I have some code that parses some JSON files and converts them into a set of parquet files. It all works great, but I'm hoping the memory usage could be reduced. I would really appreciate any advice on how to do so.
One area where I would really like to reduce allocations is in the deduplication and output section. In summary, I have a struct with fields of interest that I would like to assign integer IDs to unique values, let's call it Key, and write out a parquet file of each unique Key with its ID. I am using Polars to generate the files, and Polars really wants column-ordered data to turn into Series to be turned into a Dataframe; that is, I need a struct of column vectors rather than a vector of row structs.
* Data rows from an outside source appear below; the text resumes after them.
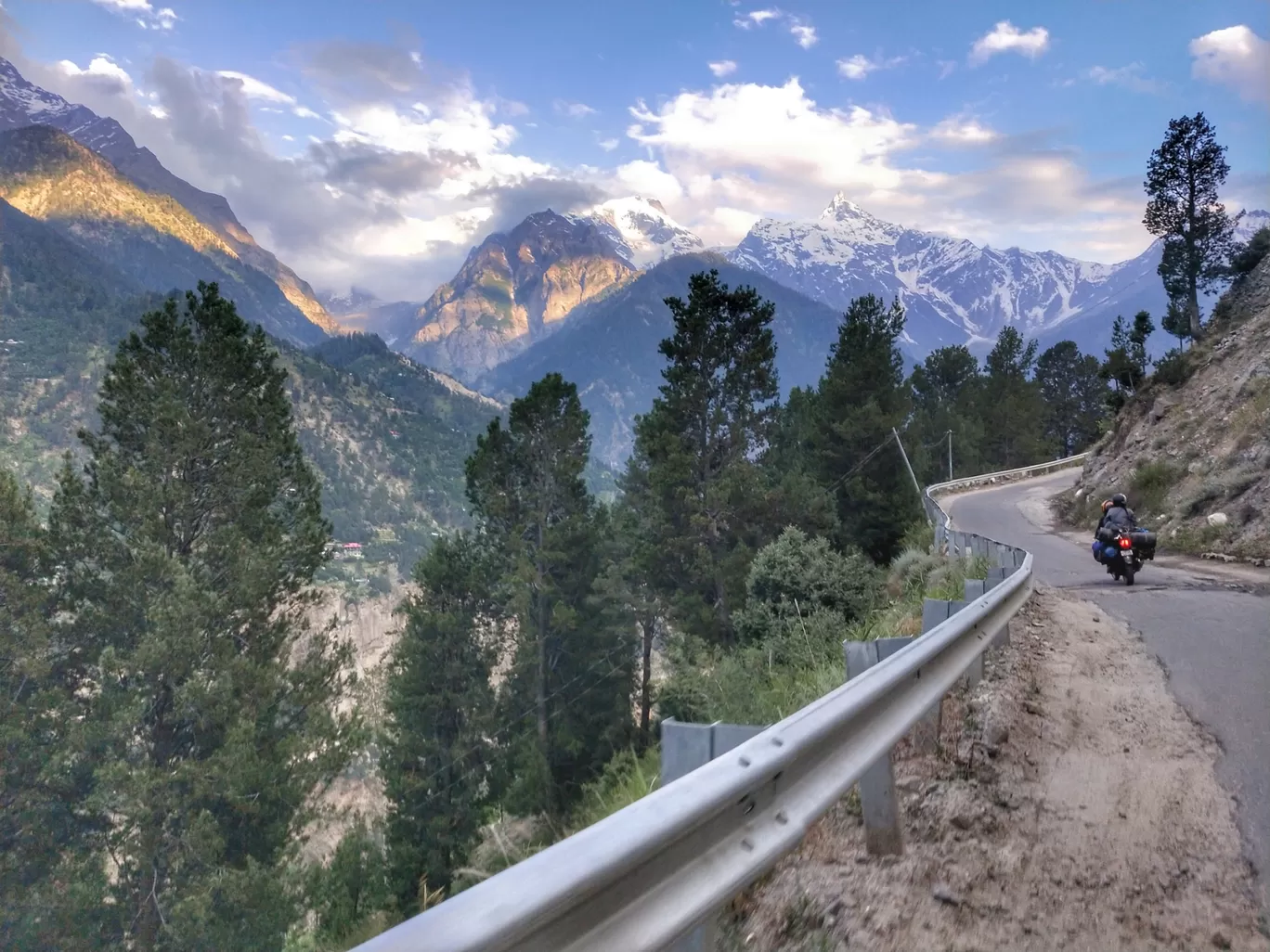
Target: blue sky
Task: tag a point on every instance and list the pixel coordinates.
(406, 131)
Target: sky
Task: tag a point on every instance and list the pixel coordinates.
(375, 142)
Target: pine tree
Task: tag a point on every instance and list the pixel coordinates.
(1073, 396)
(185, 559)
(1011, 407)
(569, 670)
(945, 392)
(1184, 179)
(693, 473)
(41, 781)
(860, 400)
(1176, 323)
(435, 752)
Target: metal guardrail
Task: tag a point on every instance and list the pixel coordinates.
(646, 875)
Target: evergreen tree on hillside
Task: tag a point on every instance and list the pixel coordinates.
(1176, 323)
(185, 560)
(1073, 396)
(1184, 179)
(860, 399)
(693, 473)
(566, 701)
(435, 751)
(1011, 407)
(42, 834)
(945, 392)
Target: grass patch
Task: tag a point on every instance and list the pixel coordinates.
(1149, 485)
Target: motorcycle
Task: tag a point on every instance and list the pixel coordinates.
(1125, 551)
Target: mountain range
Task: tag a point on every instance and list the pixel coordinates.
(94, 230)
(290, 311)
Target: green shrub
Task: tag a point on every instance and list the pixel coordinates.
(799, 575)
(1173, 368)
(1149, 485)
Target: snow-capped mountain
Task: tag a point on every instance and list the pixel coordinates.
(952, 289)
(641, 230)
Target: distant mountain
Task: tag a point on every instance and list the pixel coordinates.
(610, 347)
(23, 104)
(513, 289)
(641, 230)
(387, 437)
(1134, 287)
(954, 290)
(359, 310)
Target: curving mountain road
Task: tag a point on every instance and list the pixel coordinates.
(1210, 628)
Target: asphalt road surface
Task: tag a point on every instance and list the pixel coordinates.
(1210, 628)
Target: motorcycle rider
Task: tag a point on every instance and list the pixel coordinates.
(1118, 517)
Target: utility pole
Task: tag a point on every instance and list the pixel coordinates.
(916, 483)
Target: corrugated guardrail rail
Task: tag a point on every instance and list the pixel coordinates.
(646, 875)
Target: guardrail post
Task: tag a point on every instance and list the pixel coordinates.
(877, 801)
(685, 748)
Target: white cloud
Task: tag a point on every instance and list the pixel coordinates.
(747, 150)
(257, 89)
(859, 66)
(99, 68)
(1235, 58)
(1004, 37)
(799, 27)
(963, 131)
(1129, 76)
(756, 18)
(145, 13)
(804, 33)
(575, 110)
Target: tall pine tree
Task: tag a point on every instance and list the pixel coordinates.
(1011, 407)
(1073, 396)
(572, 673)
(185, 559)
(860, 400)
(1184, 179)
(437, 749)
(693, 473)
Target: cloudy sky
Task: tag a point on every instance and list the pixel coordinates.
(373, 142)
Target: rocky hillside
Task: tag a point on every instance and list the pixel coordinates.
(389, 437)
(23, 104)
(148, 237)
(1191, 448)
(513, 289)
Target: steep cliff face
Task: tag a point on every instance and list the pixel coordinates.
(513, 290)
(1194, 455)
(24, 104)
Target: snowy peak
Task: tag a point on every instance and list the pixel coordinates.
(954, 290)
(21, 102)
(641, 230)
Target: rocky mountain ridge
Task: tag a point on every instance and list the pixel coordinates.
(23, 104)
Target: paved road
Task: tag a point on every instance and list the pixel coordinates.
(1213, 641)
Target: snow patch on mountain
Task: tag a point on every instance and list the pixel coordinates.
(641, 230)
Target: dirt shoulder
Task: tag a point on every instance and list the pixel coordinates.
(1075, 806)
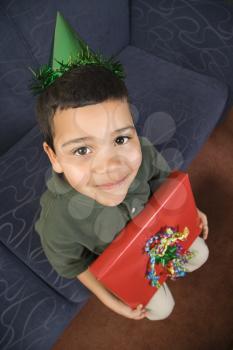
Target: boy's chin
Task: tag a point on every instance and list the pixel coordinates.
(110, 200)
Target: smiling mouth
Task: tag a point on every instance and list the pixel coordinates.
(112, 185)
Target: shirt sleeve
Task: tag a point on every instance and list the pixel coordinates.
(68, 260)
(67, 256)
(157, 166)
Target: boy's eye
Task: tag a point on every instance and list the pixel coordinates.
(122, 139)
(83, 151)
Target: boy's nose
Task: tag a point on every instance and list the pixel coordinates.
(108, 164)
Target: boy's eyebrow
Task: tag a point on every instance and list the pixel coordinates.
(89, 138)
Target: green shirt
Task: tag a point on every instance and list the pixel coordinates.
(74, 229)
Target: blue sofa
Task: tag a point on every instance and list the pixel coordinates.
(175, 107)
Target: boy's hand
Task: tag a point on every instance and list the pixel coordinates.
(203, 223)
(136, 314)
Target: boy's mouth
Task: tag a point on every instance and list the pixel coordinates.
(110, 186)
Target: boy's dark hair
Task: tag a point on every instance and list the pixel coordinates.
(82, 86)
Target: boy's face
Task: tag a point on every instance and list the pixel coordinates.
(95, 166)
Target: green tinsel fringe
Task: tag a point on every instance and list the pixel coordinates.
(46, 75)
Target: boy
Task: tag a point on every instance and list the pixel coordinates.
(100, 178)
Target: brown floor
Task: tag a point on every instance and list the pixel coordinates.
(203, 315)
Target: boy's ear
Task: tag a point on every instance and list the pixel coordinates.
(53, 158)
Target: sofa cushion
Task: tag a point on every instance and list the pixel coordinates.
(16, 101)
(23, 172)
(193, 34)
(174, 107)
(32, 315)
(26, 36)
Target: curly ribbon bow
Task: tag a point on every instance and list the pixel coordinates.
(165, 248)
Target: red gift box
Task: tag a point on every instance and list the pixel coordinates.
(122, 267)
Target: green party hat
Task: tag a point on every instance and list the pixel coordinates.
(69, 51)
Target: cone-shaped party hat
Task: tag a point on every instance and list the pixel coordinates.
(69, 51)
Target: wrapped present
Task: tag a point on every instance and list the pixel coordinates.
(153, 246)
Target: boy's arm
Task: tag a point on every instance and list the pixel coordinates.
(108, 299)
The code I have uses the once_cell crate to set up a singleton cache for all "global" state. It has a hashmap to dedupe the Keys. The function that looks up the integer ID for a key also inserts it into a column-ordered writer struct that will eventually be used to save to a parquet file if the key has not yet been seen. I have written a simplified version of the code which I append below.
My issue is that every String field needs two copies, one as the key in the key_ids hashmap, and a copy for the KeyCols writer struct. I would very much like to halve my memory usage by doing something clever.
My first thought was just to use Arc<str> instead of String, but I don't think I can get from a Vec<Arc<str>> to a Polars Series. I also experimented with Cow<'a, str>, but couldn't figure out all the lifetime issues, and similarly with just storing references in KeyCols.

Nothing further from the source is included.